Khush Choksy, executive director of the US-Egypt Business Council also spoke. He cited that studies will be made to identify the steps necessary to be taken in order to work towards this free trade agreement which will be brought before the two governments to consider. Choksy maintained that close to $9 billion dollars out of Egypt’s $11.1 billion in annual foreign investments were in fact from US companies.

Reuters reported that executives from Google, Citigroup, Boeing and other US companies will also be part of the delegation scheduled to meet Prime Minister Essam Sharaf, other senior officials, business leaders and civil society groups. Representatives from IBM, Johnson & Johnson, Merck, Metropolitan Life and General Motors will also be on the trip to Cairo.

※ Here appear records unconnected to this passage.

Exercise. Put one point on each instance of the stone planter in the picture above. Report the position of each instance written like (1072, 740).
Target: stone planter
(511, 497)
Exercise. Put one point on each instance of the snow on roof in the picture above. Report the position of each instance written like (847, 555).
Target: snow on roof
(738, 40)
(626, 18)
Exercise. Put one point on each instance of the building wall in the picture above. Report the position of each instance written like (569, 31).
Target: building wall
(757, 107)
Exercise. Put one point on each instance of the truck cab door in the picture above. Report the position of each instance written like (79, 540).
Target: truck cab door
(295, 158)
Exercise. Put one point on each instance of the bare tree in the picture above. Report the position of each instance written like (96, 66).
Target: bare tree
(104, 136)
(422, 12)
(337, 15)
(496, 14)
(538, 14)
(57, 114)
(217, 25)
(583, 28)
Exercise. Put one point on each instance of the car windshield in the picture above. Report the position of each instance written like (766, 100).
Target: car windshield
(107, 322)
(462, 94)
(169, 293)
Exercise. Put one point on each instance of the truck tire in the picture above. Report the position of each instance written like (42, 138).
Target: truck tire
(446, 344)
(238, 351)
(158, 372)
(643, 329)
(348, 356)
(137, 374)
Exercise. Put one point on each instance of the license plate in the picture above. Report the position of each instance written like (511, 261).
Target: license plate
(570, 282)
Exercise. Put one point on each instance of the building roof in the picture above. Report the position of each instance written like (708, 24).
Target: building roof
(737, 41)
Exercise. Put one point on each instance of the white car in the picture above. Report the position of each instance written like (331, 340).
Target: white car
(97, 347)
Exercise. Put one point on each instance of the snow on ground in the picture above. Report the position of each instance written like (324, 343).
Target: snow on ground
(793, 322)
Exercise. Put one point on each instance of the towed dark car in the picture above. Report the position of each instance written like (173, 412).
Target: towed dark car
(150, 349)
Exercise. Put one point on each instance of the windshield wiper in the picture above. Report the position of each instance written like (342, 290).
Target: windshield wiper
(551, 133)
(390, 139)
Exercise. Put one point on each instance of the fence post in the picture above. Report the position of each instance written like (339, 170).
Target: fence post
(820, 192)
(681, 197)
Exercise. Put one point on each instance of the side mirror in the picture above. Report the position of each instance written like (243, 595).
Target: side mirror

The official council delegation on June 8, is expected to discuss future business opportunities, and will focus on supporting the smaller businesses in order to alleviate Egypt’s unemployment. Johnson highlighted that a large number of companies, are also seeking opportunities to develop their investments.  He stressed that the creation of jobs, especially for young individuals, would be the focus of investment opportunities for the delegation. He maintained that the US business delegation has plans to assist in the transitional period as Egyptians pave their way towards democracy following the Egyptian Revolution.

Addressing public concern about the stance of the American companies planning to invest in Egypt, Choksy assured  that many of the companies, which will be participating in the delegation, have in fact been in Egypt since 1952 long before the ousted Mubarak’s era. He claimed that most of these companies’ employees are Egyptian and the money that comes out of these investments does not go to the United States.

Gerald Hawkins, Group Country Manager for Visa Inc, will also be visiting Egypt as one of the delegates of the US Chamber of Commerce delegation, which will encompass meetings with ministers, the US ambassador, emerging business and other leaders.

Osama Saleh, General Authority for Investment (GAFI), headed by chairman will also meet with the US-Egypt Business Council’s delegation, in an attempt to demonstrate the commitment of American businesses to the long-term economic well-being of Egypt.

Other attendees include Fayza Abul Naga, minister of international cooperation, US ambassador to Egypt and Steve Farris, CEO of Apache Corporation.